Partial Regression Plots (Crime Data)¶
[19]:
fig = plt.figure(figsize=(12,8))
fig = sm.graphics.plot_partregress_grid(crime_model, fig=fig)
[20]:
fig, ax = plt.subplots(figsize=(12,8))
fig = sm.graphics.plot_partregress("murder", "hs_grad", ["urban", "poverty", "single"], ax=ax, data=dta)
Leverage-Resid2 Plot¶
Closely related to the influence_plot is the leverage-resid2 plot.
[21]:
fig, ax = plt.subplots(figsize=(8,6))
fig = sm.graphics.plot_leverage_resid2(crime_model, ax=ax)
Influence Plot¶
[22]:
fig, ax = plt.subplots(figsize=(8,6))
fig = sm.graphics.influence_plot(crime_model, ax=ax)
Using robust regression to correct for outliers.¶
Part of the problem here in recreating the Stata results is that M-estimators are not robust to leverage points. MM-estimators should do better with this examples.
[23]:
from statsmodels.formula.api import rlm
[24]:
rob_crime_model = rlm("murder ~ urban + poverty + hs_grad + single", data=dta,
M=sm.robust.norms.TukeyBiweight(3)).fit(conv="weights")
print(rob_crime_model.summary())
Robust linear Model Regression Results
==============================================================================
Dep. Variable: murder No. Observations: 51
Model: RLM Df Residuals: 46
Method: IRLS Df Model: 4
Norm: TukeyBiweight
Scale Est.: mad
Cov Type: H1
Date: Tue, 17 Dec 2019
Time: 23:39:58
No. Iterations: 50
==============================================================================
coef std err z P>|z| [0.025 0.975]
------------------------------------------------------------------------------
Intercept -4.2986 9.494 -0.453 0.651 -22.907 14.310
urban 0.0029 0.012 0.241 0.809 -0.021 0.027
poverty 0.2753 0.110 2.499 0.012 0.059 0.491
hs_grad -0.0302 0.092 -0.328 0.743 -0.211 0.150
single 0.2902 0.055 5.253 0.000 0.182 0.398
==============================================================================
If the model instance has been used for another fit with different fit parameters, then the fit options might not be the correct ones anymore .
[25]:
#rob_crime_model = rlm("murder ~ pctmetro + poverty + pcths + single", data=dta, M=sm.robust.norms.TukeyBiweight()).fit(conv="weights")

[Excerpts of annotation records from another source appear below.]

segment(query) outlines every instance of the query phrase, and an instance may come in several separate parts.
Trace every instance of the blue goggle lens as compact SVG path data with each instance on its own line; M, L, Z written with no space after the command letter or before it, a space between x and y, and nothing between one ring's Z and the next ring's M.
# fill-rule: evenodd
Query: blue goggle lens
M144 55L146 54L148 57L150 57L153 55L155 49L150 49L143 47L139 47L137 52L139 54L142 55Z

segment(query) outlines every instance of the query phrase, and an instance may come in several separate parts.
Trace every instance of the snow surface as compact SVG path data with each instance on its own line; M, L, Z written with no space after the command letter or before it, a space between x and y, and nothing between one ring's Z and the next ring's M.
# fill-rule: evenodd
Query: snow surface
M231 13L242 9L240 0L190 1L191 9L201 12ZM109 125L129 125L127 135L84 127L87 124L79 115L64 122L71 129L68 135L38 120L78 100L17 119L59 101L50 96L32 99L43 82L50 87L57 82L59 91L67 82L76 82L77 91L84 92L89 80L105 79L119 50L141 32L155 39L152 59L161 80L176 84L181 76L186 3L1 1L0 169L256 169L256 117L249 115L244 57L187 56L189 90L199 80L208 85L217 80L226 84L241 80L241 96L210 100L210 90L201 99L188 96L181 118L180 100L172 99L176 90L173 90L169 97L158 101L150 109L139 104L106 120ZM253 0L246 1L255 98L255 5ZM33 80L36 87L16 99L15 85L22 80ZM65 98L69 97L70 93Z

#print(rob_crime_model.summary())
There is not yet an influence diagnostics method as part of RLM, but we can recreate them. (This depends on the status of issue #888)
[26]:
weights = rob_crime_model.weights
idx = weights > 0
X = rob_crime_model.model.exog[idx.values]
ww = weights[idx] / weights[idx].mean()
hat_matrix_diag = ww*(X*np.linalg.pinv(X).T).sum(1)
resid = rob_crime_model.resid
resid2 = resid**2
resid2 /= resid2.sum()
nobs = int(idx.sum())
hm = hat_matrix_diag.mean()
rm = resid2.mean()
[27]:
from statsmodels.graphics import utils
fig, ax = plt.subplots(figsize=(12,8))
ax.plot(resid2[idx], hat_matrix_diag, 'o')
ax = utils.annotate_axes(range(nobs), labels=rob_crime_model.model.data.row_labels[idx],
points=lzip(resid2[idx], hat_matrix_diag), offset_points=[(-5,5)]*nobs,
size="large", ax=ax)
ax.set_xlabel("resid2")
ax.set_ylabel("leverage")
ylim = ax.get_ylim()
ax.vlines(rm, *ylim)
xlim = ax.get_xlim()
ax.hlines(hm, *xlim)
ax.margins(0,0)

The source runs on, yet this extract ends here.